At hearing, the employer and insurer argued that the employee’s CRPS condition (not the overall ankle injury, which is important) had resolved, his treatment wasn’t reasonable or necessary and his continuing medications were not in compliance with the treatment parameters. The compensation judge found that asserting the employee’s CRPS condition had resolved counted as a denial of primary liability such that the treatment parameters did not apply and the employer and insurer were ordered to pay for the employee’s medications and treatment.

The WCCA agreed and the employer and insurer appealed to the Supreme Court only on the issue of whether or not the treatment parameters should apply in this case.

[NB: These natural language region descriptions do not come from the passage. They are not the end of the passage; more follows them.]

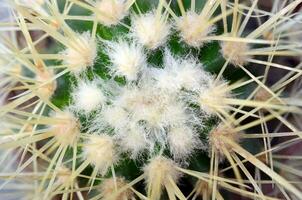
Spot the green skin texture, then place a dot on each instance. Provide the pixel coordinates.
(209, 55)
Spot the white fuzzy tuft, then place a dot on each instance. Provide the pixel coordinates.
(81, 53)
(128, 59)
(181, 74)
(111, 12)
(115, 116)
(182, 141)
(88, 96)
(193, 28)
(99, 151)
(150, 29)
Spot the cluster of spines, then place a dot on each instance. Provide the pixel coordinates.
(151, 96)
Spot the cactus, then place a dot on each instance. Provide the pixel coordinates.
(138, 99)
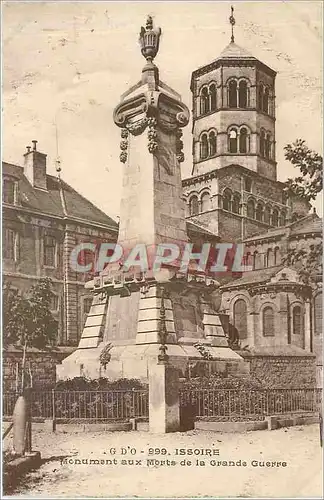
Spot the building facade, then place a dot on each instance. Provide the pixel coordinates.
(43, 220)
(234, 191)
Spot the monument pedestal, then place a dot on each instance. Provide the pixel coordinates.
(137, 314)
(164, 398)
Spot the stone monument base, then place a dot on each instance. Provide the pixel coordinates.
(134, 360)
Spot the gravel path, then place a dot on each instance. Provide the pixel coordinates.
(62, 474)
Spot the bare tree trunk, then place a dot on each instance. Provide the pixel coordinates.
(23, 367)
(17, 377)
(30, 376)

The Supreme Court disagreed with the compensation judge and the WCCA and held that the bar against applying the treatment parameters applies only when an employer and insurer deny liability for an injury. The Supreme Court opined that since the employer and insurer here didn’t deny the injury and didn’t argue that the injury was fully resolved, their position that the treatment requested isn’t reasonable and necessary based on their IME opinion that the CRPS diagnosis had resolved, did not count as a denial of liability. In a footnote, the Supreme Court stated that their decision “might be” different if the employer and insurer had argued that the employee no longer suffered from any symptoms related to the work injury, but that wasn’t the case here – the employer and insurer didn’t make the argument that the injury had resolved, only that the CRPS condition had resolved, and that’s not enough to satisfy the “denial of liability” component in the Rules to trigger the bar against applying the treatment parameters.

Takeaway:

This case should not be interpreted to give employers and insurers broad range to argue a resolved temporary aggravation or temporary injury and still rely on the treatment parameters because, though the Supreme Court did not address that exact issue, their footnote leaves the issue open by saying their opinion might have been different under those facts.

After this decision, employers and insurers will be able to rely on treatment parameter arguments if they continue to admit the underlying injury but dispute a particular condition or diagnosis related to that injury and the treatment related specifically to that condition or diagnosis – so this decision already has a fairly limited scope of applicability.  We should expect additional litigation on this issue and anticipate that subsequent WCCA decisions may aim to clarify, and further limit, the positions employers and insurers can take while continuing to rely on the treatment parameters.